John,
Unfortunately, our test network does not contain a Cat 5500 or 6500, but I used the
following:
1 - Cisco 3548XL running 12.0(5)WC5a
2 - What's Up Gold Version 8.0
Prerequisites for the test:
1 - Ports are configured for switchport port security.
On a violation, there is no shutdown, just trap. - port security action trap
2 - SNMP Traps are enabled for the c2900 Notifications, - snmp-server enable traps
c2900.
3 - The SNMP Trap Handler is enabled on the WUG box.
Step 1 - Importing the cisco-c2900-mib
The notification for the "address violation" is defined in the CISCO-C2900-MIB. The
first thing that I did import the CISCO-C2900-MIB.my into the WUG application using
the program mibextra. These entries, I believe, are added into the mibs.txt and
traps.txt file. You can download the Cisco file from their website. Please note the
imports: SNMPv2-SMI, SNMPv2-TC, IF-MIB, CISCO-SMI, RFC1213-MIB. A comment: the
mibextra program gave me an error about a "line overflow" in the SNMPv2-TC MIB. I am
not an MIB expert, but it didn't seem to hamper the process.

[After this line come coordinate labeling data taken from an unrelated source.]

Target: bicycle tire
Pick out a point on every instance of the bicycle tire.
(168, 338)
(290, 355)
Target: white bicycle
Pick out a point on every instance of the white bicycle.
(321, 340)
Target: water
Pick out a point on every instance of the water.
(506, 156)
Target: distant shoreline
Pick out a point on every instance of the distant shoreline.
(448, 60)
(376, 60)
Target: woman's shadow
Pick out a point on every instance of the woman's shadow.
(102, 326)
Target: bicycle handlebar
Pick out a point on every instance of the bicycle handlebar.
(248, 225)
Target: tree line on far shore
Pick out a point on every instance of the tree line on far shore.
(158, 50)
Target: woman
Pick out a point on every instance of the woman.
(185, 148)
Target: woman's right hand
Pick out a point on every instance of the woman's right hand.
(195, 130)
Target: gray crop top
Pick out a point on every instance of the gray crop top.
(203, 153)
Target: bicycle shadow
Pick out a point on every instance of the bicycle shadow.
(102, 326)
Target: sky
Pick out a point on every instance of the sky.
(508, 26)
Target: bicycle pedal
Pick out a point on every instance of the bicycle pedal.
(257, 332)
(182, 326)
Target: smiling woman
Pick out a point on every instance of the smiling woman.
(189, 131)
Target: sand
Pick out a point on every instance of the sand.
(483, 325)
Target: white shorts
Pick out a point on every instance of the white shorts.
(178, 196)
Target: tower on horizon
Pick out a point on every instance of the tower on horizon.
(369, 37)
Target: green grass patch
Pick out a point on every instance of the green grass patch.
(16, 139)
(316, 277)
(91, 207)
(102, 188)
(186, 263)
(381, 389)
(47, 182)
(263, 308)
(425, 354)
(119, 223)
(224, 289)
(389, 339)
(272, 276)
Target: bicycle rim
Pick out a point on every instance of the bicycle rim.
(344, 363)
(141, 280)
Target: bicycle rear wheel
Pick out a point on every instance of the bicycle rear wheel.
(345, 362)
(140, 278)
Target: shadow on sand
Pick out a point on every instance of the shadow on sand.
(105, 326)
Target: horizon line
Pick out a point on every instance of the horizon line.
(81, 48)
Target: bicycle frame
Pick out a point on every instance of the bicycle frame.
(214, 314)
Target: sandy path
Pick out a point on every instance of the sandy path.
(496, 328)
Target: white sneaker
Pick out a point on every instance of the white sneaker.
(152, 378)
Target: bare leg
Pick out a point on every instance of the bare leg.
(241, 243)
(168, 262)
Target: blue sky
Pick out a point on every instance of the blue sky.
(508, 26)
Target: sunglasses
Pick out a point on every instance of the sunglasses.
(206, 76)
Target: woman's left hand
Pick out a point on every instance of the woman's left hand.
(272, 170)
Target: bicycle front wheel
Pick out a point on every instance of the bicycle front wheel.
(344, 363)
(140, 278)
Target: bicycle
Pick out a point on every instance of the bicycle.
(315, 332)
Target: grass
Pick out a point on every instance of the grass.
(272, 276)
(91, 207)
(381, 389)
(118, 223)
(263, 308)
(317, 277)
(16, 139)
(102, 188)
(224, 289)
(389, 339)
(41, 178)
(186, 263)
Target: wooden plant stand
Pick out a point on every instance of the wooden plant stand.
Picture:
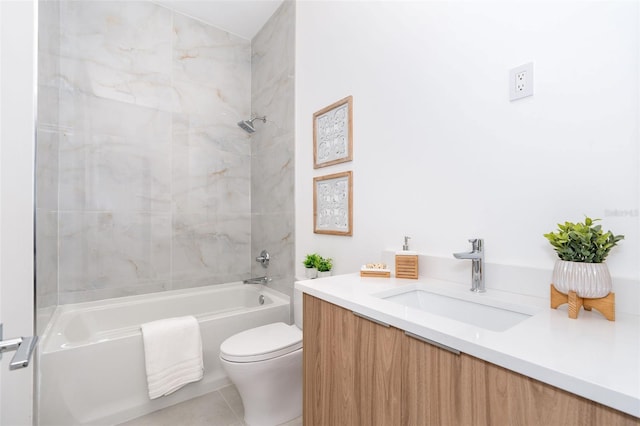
(605, 305)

Step 2 - Ensuring that the mib is in the events library.
There are three notifications defined in the c2900 MIB:
c2900AddressViolation - generated when an address violation is detected on a secured
port.
c2900BoradcastStorm - generated when a port is receiving broadcast packets at a rate
crossing the threshold.
c2900RpsFailed - generated when a redundant power supply fails.
We want to trigger an alert based on the first notification: c2900AddressViolation.
Using the "events library" (configure->events library) you should see these three
events listed under the heading "SNMP Trap". If not, something didn't work with the
mibextra.
Step 3: Associate the event to an alert.
In my test network map, I have an WUG object for the Cisco 3548. Under the properties
of this device, I have added the event, c2900AddressViolation as an solicited SNMP
trap. Then, under alerts, (again in the properties window) I associated a predefined
alert, (in my case, a local window pop-up message) to the c2900AddressViolation SNMP
trap using the "on event" box in the dialogue window.
It seemed to work fine. In your case, however, we would need to find the correct MIB
for the 5500 and 6500 devices. This should not be too much of a problem. Cisco has a
very nice and user friendly MIB page. With a little digging, you should be able to
find it. If not, just call you local Cisco rep.
Note: If you are running WUG 7.x, you still should be able to associate the trap with
an alert by using the trap number.
One final note: There is a MIB variable in the c2900 MIB that I find quiet
fascinating. If is c2900BandwidthUsageCurrent. From the description: "The current
bandwidth consumed." This value is presented in megabits per second. If I read this
correctly, it is the amount of traffic being "switched by the fabric engine. I setup
an SNMP graph this looks at this variable for several key 2950 and 3548 switches. By
graphing this variable (using absolute values and a one second sampling rate) I can
see which Cat switches are working hard and which aren't. It is a fascinating poll
and gives an indication just how much data is flowing through the network.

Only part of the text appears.